Il presidente del consiglio, Giuseppe Conte, e il ministro dell’economia, Roberto Gualtieri,(Foto ANSA)

ROMA – Un maxi decreto con 258 articoli. Così si presenta il decreto Rilancio in una bozza di questa notte. Le misure vanno da salute e sicurezza, al sostegno alle imprese e all’economia, alla tutela del risparmio e del settore creditizio. E’ prevista per le ore 15 la riunione dei capi delegazione della maggioranza con il premier Giuseppe Conte.

Il decreto Rilancio prevede, nella bozza, la cancellazione definitiva delle clausole di salvaguardia che prevedevano aumenti di Iva e accise a partire dal 2021. Confermato anche il rinvio al 2021 di sugar e plastic tax.

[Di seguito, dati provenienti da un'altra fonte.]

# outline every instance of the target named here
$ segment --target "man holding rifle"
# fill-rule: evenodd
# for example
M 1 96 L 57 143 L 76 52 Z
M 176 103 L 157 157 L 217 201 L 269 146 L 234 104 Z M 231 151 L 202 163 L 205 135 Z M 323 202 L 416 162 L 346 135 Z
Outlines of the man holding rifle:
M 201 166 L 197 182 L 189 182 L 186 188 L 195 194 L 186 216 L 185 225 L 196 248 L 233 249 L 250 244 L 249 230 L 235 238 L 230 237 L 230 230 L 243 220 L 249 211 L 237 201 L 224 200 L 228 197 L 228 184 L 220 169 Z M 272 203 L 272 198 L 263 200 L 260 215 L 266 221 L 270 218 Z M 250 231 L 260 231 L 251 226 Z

Nella bozza del decreto è previsto un credito d’imposta dell’80%, per un massimo di 80 mila euro, per le spese di investimento necessarie per la riapertura in sicurezza delle attività economiche. La misura riguarda gli interventi necessari per far rispettare le prescrizioni sanitarie e le misure di contenimento contro la diffusione del COVID-19, come gli “interventi edilizi per il rifacimento spogliatoi, mense, realizzazione di spazi medici, ingressi e spazi comuni”; gli arredi di sicurezza o quelli per l’acquisto di “tecnologie per l’attività lavorativa” e le “apparecchiature per il controllo della temperatura dei dipendenti”.

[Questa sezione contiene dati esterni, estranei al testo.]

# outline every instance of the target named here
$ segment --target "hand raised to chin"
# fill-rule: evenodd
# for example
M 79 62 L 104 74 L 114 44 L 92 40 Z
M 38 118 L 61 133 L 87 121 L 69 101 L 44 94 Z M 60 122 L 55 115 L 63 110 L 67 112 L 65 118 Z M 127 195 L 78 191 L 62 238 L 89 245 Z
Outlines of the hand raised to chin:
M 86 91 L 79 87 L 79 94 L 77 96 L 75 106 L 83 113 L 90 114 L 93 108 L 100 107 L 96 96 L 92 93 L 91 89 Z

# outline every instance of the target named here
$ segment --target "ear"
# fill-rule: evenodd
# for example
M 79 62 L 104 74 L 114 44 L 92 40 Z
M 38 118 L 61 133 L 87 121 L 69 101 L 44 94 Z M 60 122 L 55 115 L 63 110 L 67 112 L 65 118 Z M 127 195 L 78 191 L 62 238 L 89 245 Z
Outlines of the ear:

M5S, 16 miliardi per altre 9 settimane di Cig – “Nel prossimo decreto legge che il governo sta per approvare verranno stanziati più di 16 miliardi per altre 9 settimane di cassa integrazione e assegno del Fondo di integrazione salariale. Un sostegno concreto per milioni di cittadini che, a causa dell’emergenza Coronavirus, stanno attraversando questo momento di estrema difficoltà. Lo abbiamo sempre detto e lo ribadiamo: per colpa della crisi nessuno deve perdere il lavoro e l’azione del governo sta andando nella giusta direzione”. Lo dichiarano in una nota i deputati del MoVimento 5 Stelle della commissione Lavoro alla Camera.